In a recent cross sectional study (35), we have demonstrated that T scores (differences between a patient value and the mean value of young healthy adults of the same sex, divided by the standard deviation in young healthy adults) show better discrimination between patients and healthy subjects when MRI-based measurements of cartilage volume are normalized to the total original bone interface area. This normalization was shown to be superior in relation to normalization of body weight and height.
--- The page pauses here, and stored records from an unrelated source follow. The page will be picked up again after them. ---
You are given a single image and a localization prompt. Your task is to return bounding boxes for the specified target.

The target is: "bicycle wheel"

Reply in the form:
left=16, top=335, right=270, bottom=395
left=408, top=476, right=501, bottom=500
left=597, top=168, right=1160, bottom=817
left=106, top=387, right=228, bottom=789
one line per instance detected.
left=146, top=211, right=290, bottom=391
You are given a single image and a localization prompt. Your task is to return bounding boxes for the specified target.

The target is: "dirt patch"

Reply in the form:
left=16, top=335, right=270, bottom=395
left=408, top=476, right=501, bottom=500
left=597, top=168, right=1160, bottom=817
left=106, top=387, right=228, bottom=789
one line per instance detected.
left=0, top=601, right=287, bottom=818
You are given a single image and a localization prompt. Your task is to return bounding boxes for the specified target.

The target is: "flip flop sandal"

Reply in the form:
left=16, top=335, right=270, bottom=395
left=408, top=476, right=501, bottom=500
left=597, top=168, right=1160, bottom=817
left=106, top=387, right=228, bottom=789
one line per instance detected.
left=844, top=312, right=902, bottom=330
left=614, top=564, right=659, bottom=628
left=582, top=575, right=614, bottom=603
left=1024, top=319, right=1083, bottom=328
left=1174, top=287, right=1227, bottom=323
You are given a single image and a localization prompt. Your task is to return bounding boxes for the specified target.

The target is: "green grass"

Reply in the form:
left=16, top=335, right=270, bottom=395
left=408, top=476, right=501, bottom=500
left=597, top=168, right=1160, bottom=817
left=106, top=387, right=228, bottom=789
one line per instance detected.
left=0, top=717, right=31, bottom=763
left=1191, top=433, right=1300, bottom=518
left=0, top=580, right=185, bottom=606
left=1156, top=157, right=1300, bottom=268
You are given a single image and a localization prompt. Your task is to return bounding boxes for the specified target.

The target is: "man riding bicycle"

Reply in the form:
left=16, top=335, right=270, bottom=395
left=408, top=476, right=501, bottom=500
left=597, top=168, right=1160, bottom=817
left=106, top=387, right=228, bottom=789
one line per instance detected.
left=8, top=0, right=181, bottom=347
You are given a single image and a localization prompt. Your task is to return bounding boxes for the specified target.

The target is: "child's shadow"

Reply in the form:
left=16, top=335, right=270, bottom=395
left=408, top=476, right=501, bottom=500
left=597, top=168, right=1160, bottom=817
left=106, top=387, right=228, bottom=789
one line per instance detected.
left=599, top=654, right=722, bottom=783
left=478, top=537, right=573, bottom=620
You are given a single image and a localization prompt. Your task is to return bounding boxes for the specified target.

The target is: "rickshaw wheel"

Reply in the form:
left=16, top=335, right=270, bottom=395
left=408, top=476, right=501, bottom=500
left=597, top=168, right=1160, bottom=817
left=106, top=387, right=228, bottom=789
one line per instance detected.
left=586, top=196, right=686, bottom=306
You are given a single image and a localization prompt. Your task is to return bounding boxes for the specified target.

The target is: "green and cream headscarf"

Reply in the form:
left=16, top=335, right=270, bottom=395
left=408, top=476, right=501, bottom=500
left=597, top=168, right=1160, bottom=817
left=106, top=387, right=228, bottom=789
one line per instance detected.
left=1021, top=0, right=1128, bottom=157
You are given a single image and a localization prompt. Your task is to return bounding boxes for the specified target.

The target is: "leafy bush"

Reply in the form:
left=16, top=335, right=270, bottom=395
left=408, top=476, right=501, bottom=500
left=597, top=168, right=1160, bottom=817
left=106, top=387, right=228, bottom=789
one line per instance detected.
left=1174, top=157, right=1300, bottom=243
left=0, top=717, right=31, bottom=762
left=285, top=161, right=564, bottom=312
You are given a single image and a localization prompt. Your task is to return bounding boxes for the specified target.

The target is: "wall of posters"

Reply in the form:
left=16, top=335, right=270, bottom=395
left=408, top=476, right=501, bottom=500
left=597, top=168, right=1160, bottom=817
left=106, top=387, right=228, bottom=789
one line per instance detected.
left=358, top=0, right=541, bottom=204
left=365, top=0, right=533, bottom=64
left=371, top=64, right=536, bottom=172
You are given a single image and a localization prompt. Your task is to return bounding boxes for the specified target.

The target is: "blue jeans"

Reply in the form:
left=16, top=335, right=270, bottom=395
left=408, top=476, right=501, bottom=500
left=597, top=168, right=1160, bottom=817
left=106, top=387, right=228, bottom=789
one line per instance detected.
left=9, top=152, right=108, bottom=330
The current analysis shows that measurement of the original bone interface area in patients with advanced OA is not only reproducible and useful, but also technically valid, despite the presence of peripheral osteophytes. In the context of cross-sectional analysis, the percentage of denuded joint area may also be potentially used as an inclusion/exclusion criterion for clinical trials. Cartilage volume, in contrast, is problematic as an inclusion criterion because larger individuals with larger bones display larger cartilage volume (36), independent of OA changes.
In conclusion, this study demonstrated that qMRI permits quantification of the original bone interface area, the percentage of cartilaginous (denuded) surface area, and the thickness of the remaining cartilage fragments with high technical validity (accuracy), if adequate MR sequences and image analysis tools are used. Future longitudinal studies must test the surrogate validity of these parameters and determine whether this analysis is advantageous over measurement of radiographic joint space narrowing or of cartilage volume alone.